The origins of Grodzisk Mazowiecki can be traced back to the 12th century when medieval village Grodzisk was founded. This settlement was built on the outskirts of the Jaktorowska Forest and its remains are a part of the existing town area. In 1355 the first known owner of the settlement Tomasz Grodziński founded a church which was later destroyed by fire (1441). In 15th century Grodzisk remained the parish seat.

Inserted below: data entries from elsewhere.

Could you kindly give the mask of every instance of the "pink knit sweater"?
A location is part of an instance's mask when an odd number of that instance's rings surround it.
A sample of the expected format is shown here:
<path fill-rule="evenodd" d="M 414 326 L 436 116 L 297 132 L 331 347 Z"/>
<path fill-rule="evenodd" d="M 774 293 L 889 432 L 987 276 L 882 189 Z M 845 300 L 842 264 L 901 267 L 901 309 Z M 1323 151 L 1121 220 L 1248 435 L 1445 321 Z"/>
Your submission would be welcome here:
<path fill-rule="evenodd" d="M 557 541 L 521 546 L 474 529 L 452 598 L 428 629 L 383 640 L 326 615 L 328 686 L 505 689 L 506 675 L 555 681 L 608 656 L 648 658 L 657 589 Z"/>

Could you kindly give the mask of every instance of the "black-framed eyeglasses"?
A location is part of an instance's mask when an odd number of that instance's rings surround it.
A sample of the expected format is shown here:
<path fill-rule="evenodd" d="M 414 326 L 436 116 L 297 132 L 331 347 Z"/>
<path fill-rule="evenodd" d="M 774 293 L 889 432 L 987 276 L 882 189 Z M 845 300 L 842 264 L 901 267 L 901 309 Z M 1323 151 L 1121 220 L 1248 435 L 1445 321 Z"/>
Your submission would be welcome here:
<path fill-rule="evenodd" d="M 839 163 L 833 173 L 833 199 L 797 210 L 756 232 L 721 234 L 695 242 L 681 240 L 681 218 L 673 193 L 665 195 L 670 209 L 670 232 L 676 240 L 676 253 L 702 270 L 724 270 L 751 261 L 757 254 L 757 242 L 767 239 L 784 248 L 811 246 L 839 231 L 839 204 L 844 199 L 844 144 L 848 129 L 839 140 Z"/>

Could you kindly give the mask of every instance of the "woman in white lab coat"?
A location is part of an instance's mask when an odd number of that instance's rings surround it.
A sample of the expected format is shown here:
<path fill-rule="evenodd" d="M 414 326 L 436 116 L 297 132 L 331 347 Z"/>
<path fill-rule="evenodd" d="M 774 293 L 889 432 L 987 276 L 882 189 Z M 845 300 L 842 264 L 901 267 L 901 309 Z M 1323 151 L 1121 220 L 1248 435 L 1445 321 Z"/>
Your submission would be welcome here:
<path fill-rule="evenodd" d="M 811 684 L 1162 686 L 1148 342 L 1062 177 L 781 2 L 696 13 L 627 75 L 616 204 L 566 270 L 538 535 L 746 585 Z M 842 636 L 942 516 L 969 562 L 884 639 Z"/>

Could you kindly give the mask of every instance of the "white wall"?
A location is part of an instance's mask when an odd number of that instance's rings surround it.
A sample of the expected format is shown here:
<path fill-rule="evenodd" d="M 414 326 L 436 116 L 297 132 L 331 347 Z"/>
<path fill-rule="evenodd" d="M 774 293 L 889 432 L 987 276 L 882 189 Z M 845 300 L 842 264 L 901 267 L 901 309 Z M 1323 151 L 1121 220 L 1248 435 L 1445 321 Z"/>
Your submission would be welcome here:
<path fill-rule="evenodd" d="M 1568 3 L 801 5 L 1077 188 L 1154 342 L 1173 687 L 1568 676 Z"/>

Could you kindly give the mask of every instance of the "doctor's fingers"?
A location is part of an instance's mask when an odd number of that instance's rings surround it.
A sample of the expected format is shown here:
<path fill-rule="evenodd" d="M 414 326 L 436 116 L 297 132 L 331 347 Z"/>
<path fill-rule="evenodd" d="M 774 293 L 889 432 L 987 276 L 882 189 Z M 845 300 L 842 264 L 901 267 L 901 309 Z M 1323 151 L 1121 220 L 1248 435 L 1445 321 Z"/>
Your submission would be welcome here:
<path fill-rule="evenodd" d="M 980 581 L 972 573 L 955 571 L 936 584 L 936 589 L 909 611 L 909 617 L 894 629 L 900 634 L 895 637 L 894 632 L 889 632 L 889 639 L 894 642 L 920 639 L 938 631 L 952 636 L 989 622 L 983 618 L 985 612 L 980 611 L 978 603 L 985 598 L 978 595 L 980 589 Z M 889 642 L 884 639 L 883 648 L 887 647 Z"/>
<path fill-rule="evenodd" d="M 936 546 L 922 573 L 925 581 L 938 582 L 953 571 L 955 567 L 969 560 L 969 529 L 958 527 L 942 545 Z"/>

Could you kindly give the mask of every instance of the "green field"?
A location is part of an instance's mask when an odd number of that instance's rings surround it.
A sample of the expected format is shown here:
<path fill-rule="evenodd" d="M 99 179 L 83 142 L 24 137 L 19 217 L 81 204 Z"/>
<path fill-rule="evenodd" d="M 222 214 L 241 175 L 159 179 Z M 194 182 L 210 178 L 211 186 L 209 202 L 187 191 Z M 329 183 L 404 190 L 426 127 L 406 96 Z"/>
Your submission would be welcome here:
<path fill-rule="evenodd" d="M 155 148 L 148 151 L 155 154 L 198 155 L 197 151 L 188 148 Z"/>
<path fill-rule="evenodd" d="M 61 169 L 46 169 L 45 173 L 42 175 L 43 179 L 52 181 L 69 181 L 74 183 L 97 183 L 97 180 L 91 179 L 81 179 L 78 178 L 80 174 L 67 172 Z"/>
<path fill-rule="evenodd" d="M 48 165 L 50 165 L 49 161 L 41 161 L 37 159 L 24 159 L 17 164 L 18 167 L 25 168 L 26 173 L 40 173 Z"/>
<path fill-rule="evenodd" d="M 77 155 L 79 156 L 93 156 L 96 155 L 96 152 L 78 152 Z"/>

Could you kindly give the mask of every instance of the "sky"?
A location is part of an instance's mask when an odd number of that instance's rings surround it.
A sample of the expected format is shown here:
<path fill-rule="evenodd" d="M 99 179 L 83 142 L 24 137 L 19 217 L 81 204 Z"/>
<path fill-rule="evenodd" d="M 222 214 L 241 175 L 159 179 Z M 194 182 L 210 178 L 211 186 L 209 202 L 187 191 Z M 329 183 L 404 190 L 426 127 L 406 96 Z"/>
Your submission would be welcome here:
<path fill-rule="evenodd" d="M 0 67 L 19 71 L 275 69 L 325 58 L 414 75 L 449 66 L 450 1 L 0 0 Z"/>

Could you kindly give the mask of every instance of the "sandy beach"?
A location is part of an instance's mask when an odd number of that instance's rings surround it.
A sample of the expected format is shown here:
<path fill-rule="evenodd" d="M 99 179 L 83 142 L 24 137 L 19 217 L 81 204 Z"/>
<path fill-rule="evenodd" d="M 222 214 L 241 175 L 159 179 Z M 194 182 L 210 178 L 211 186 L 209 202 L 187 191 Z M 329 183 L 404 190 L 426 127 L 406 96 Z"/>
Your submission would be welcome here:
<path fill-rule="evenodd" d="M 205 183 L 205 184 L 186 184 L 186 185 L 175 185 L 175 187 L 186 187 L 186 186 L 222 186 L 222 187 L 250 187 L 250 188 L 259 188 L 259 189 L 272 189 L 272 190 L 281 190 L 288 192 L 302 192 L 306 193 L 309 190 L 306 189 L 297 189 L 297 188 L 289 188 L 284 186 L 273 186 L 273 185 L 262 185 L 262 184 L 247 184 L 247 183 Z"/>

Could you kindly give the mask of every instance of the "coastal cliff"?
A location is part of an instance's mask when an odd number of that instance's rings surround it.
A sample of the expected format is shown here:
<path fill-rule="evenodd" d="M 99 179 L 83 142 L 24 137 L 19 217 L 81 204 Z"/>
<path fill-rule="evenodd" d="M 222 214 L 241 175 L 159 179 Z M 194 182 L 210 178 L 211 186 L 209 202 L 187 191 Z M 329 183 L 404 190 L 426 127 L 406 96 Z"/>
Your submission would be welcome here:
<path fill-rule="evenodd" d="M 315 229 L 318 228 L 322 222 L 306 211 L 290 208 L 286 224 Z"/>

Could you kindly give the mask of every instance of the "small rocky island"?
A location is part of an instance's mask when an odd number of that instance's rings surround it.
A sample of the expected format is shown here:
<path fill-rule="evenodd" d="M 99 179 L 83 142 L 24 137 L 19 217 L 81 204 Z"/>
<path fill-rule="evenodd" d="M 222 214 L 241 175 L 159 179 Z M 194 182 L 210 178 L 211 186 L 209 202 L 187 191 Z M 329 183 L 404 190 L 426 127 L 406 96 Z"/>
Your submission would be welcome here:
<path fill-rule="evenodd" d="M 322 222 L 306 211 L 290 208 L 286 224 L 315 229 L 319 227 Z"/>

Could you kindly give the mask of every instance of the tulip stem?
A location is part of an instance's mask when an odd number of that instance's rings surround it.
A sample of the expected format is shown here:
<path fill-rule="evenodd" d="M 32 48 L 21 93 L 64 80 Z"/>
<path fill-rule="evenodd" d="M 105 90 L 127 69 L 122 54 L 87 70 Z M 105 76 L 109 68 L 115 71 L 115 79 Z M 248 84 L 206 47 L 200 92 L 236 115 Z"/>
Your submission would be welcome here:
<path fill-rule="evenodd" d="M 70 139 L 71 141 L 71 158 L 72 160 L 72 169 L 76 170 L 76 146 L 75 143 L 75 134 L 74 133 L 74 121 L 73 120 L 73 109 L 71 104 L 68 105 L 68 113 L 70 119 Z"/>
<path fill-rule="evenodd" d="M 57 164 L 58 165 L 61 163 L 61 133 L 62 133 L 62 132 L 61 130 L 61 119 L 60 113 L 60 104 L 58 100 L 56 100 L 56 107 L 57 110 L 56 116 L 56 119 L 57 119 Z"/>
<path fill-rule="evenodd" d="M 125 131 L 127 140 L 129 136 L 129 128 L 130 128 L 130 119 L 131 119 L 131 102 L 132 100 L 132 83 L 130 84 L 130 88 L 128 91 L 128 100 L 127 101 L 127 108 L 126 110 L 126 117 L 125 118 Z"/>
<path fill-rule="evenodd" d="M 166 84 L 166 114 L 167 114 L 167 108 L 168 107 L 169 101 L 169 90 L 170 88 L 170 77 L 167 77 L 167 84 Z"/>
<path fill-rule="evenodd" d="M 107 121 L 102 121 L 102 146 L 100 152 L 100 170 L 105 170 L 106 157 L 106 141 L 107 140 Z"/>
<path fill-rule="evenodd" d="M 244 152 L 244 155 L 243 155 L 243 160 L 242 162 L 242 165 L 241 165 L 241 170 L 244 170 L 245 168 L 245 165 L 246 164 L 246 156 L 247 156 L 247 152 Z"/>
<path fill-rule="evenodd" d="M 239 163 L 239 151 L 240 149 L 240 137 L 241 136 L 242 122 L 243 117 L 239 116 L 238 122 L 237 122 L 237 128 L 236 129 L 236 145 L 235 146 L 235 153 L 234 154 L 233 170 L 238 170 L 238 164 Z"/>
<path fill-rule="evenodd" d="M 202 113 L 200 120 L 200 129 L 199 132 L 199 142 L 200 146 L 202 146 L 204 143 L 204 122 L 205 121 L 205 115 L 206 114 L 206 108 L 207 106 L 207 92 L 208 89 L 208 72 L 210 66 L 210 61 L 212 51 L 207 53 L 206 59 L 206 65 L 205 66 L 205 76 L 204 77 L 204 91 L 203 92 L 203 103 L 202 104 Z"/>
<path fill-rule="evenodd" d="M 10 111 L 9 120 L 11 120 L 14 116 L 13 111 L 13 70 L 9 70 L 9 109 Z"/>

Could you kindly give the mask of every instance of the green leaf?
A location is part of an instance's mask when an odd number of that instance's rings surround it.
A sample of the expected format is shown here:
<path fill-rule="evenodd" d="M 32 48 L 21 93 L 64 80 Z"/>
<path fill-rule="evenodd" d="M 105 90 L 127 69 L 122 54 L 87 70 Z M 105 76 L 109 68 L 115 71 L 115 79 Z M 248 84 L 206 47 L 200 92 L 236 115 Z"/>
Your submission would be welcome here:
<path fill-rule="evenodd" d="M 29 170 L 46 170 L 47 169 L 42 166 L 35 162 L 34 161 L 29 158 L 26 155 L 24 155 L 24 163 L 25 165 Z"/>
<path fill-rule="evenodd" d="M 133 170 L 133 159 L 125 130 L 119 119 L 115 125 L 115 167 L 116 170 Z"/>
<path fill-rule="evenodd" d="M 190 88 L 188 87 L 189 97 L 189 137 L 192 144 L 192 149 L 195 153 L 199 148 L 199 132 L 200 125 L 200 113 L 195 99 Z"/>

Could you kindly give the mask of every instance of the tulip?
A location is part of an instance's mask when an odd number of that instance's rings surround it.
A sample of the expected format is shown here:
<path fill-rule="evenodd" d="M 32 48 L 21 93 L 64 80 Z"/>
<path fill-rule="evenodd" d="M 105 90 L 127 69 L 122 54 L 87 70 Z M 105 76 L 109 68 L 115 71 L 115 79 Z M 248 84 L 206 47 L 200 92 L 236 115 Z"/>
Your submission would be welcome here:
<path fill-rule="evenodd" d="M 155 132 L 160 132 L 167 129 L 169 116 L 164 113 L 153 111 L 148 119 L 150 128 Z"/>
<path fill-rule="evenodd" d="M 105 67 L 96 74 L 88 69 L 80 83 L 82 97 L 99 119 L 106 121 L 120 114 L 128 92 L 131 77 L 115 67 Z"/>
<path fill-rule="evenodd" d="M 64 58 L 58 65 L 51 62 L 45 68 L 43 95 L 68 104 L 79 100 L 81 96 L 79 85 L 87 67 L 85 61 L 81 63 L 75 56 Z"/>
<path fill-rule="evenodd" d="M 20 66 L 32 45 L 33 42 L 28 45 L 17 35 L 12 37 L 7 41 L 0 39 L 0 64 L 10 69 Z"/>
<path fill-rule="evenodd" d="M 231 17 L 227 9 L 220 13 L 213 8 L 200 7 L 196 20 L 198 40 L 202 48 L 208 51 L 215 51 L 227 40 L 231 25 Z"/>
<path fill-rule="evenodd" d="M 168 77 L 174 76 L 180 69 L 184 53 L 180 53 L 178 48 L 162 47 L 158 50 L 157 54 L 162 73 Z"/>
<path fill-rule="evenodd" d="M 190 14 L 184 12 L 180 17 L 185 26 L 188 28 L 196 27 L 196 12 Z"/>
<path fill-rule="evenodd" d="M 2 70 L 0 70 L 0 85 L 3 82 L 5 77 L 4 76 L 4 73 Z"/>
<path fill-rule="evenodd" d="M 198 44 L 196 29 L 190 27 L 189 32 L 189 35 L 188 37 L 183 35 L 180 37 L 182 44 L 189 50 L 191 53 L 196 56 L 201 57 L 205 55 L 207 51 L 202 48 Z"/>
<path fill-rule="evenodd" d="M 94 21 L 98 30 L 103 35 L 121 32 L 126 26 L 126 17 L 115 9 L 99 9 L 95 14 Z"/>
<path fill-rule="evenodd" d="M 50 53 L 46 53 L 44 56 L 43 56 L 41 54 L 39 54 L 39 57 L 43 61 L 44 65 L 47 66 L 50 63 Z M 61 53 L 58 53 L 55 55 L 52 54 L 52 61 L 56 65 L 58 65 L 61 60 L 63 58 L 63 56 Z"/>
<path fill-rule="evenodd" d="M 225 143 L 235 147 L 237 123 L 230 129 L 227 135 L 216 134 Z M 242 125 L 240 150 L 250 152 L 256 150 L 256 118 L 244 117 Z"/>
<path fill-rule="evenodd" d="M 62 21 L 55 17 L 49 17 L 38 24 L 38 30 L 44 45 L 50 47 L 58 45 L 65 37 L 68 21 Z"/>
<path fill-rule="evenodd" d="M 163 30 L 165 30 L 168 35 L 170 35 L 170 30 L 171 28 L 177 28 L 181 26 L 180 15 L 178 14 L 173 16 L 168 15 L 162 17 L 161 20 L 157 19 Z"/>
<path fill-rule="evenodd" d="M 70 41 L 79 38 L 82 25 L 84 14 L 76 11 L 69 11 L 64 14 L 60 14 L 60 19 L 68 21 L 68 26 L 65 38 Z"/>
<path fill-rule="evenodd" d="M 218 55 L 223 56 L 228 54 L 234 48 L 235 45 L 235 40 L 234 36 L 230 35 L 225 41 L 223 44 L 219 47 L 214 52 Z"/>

Dating from the end of the 15th century to 1623 Grodzisk was owned by the Okunia and Mokrowski families. In 1522 Grodzisk has received municipal rights from king Sigismund I the Old. It was administratively located in the Mszczonów County in the Rawa Voivodeship in the Greater Poland Province of the Kingdom of Poland. In 1540 Grodzisk was destroyed by the fire and was not reconstructed until the end of 16th century. After the reconstruction, Grodzisk became a local trade and production centre due to its location and the local traffic routes. In 1655 it was again destroyed during Swedish Deluge and then restored. In 1708 the town was struck by a cholera epidemic and as a result, its population diminished down to 370 people.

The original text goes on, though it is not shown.